QLoRA: Fine-Tuning on Consumer Hardware

QLoRA combines 4-bit NormalFloat quantization (NF4) of the base model with LoRA training. The 4-bit weights are dequantized to BF16 during the forward pass, maintaining training quality while dramatically reducing memory:

QLoRA with TRL SFTTrainer (complete example for Llama-3-8B on a single 24GB GPU):

from transformers import AutoModelForCausalLM, BitsAndBytesConfig
from peft import LoraConfig
from trl import SFTTrainer, SFTConfig
import torch

# 4-bit quantization config
bnb_config = BitsAndBytesConfig(
    load_in_4bit=True,
    bnb_4bit_quant_type="nf4",
    bnb_4bit_compute_dtype=torch.bfloat16,
    bnb_4bit_use_double_quant=True,  # double quantization saves ~0.4 bits/param
)

model = AutoModelForCausalLM.from_pretrained(
    "meta-llama/Meta-Llama-3-8B",
    quantization_config=bnb_config,
    device_map="auto",
    attn_implementation="flash_attention_2",  # 3x speedup on Ampere+
)

peft_config = LoraConfig(
    r=64,
    lora_alpha=128,
    lora_dropout=0.05,
    bias="none",
    target_modules="all-linear",
    task_type="CAUSAL_LM",
)

training_args = SFTConfig(
    output_dir="./output",
    num_train_epochs=3,
    per_device_train_batch_size=2,
    gradient_accumulation_steps=4,
    learning_rate=2e-4,
    lr_scheduler_type="cosine",
    warmup_ratio=0.1,
    bf16=True,
    gradient_checkpointing=True,
    packing=True,           # pack short sequences for efficiency
    max_seq_length=4096,
    logging_steps=10,
    save_steps=100,
)

trainer = SFTTrainer(
    model=model,
    args=training_args,
    train_dataset=dataset,
    peft_config=peft_config,
)
trainer.train()
trainer.save_model()

Trade-off: QLoRA reduces VRAM by ~6GB vs standard LoRA (21GB → 14GB for 7B models) at the cost of ~30% slower training. For most agent fine-tuning tasks, QLoRA is the correct default.

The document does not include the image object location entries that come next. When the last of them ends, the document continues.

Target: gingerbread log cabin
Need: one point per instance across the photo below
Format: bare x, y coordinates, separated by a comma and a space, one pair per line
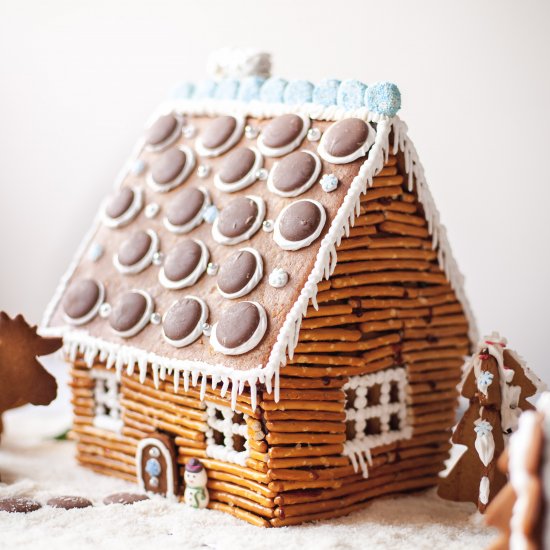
268, 290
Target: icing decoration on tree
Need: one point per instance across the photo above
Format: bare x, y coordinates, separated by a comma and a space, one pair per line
23, 378
497, 383
196, 493
520, 511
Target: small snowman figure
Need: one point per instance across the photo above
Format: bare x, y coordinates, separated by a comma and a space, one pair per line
196, 493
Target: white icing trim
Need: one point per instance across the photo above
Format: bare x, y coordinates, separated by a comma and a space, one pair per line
106, 394
90, 347
284, 243
303, 188
245, 181
196, 332
484, 490
228, 428
188, 167
484, 443
232, 140
254, 280
361, 152
194, 222
142, 443
289, 147
143, 322
510, 394
142, 264
251, 343
171, 138
193, 277
92, 313
126, 217
222, 239
359, 449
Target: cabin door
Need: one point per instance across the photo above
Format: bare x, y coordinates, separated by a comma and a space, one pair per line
156, 465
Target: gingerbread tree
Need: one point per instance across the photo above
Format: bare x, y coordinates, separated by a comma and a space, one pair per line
497, 384
520, 510
24, 379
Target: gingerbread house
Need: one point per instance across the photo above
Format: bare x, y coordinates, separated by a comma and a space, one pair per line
269, 290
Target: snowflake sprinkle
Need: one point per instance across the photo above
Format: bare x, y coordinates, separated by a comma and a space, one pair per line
329, 183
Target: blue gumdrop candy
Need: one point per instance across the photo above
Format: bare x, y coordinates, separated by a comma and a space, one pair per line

DPO: Alignment Without the Reinforcement Learning Complexity

Direct Preference Optimization eliminates the RLHF complexity (reward model training, PPO optimization) by directly training on preference pairs using a binary cross-entropy loss that analytically approximates the RL objective.

DPO vs RLHF comparison:

Aspect	RLHF/PPO	DPO
Steps	4 (SFT → reward model → RL → eval)	2 (SFT → DPO)
Stability	Prone to reward hacking, PPO instability	Stable supervised learning
Compute	Requires reward model inference during training	No separate reward model
Data format	Human rankings → reward model	(prompt, chosen, rejected) pairs
Quality	Marginally better on complex tasks	Equivalent or better for most use cases

For agent platforms, DPO is the right choice for: improving tool use quality, reducing refusals, aligning tone/style, and improving instruction following. RLHF/PPO is still preferred for: complex safety alignment, nuanced value alignment tasks, or when you have human labelers producing a continuous feedback stream.

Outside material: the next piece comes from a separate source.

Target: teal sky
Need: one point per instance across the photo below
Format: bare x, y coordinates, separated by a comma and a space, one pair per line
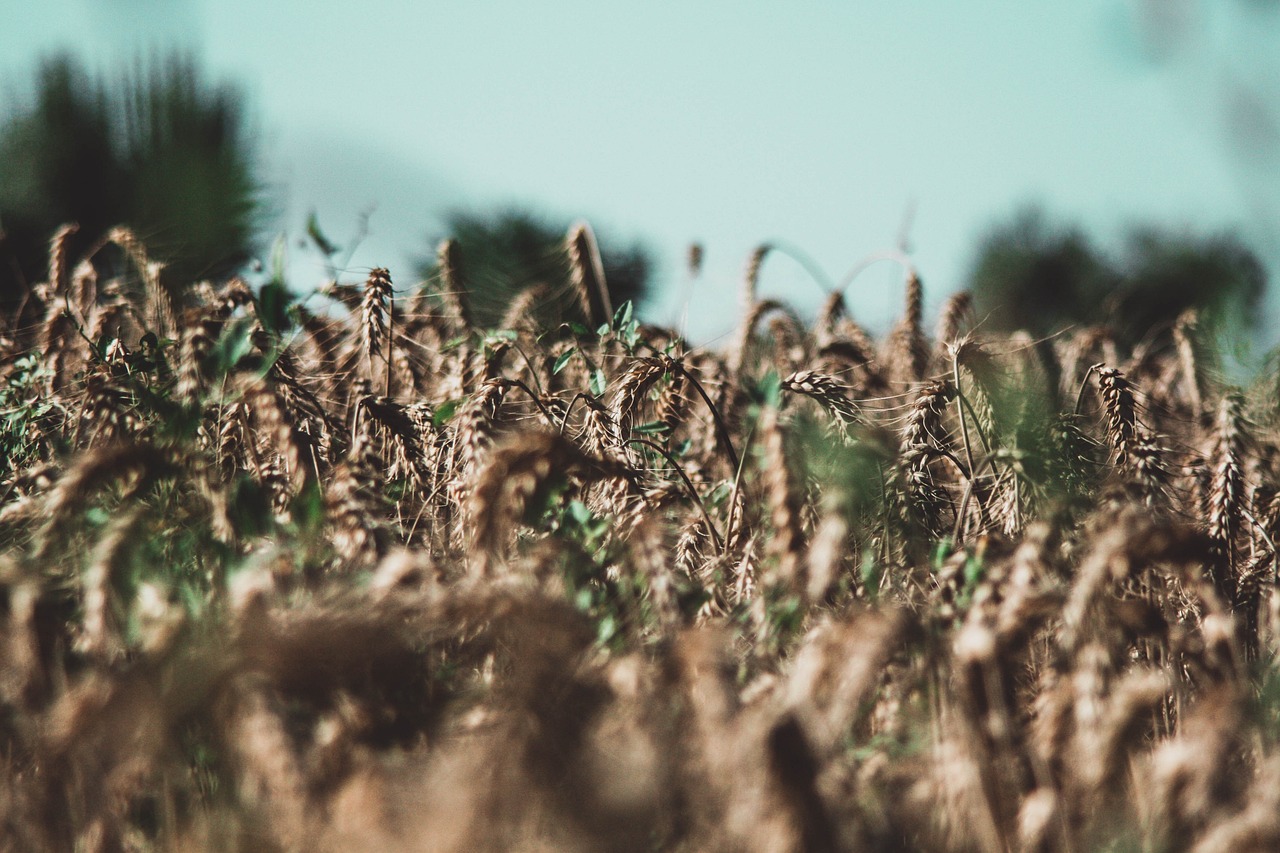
828, 126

from trl import DPOTrainer, DPOConfig

# Dataset format: {"prompt": "...", "chosen": "...", "rejected": "..."}
training_args = DPOConfig(
    beta=0.1,              # KL divergence penalty (0.1-0.5, lower = more divergence allowed)
    output_dir="./dpo_output",
    num_train_epochs=1,
    per_device_train_batch_size=2,
    gradient_accumulation_steps=4,
    learning_rate=5e-6,    # lower than SFT
    bf16=True,
    remove_unused_columns=False,
)

dpo_trainer = DPOTrainer(
    model=sft_model,
    ref_model=sft_model_ref,  # frozen copy of the SFT model
    args=training_args,
    train_dataset=preference_dataset,
    tokenizer=tokenizer,
)
dpo_trainer.train()

Synthetic Data: Scaling Training Data Without Human Labelers

For teams without large labeled datasets, synthetic data generation is the practical path. The key insight: open-source "teacher" models (Mixtral, Qwen 2.5-72B) can generate training data for "student" models without violating API terms of service (unlike using OpenAI API outputs).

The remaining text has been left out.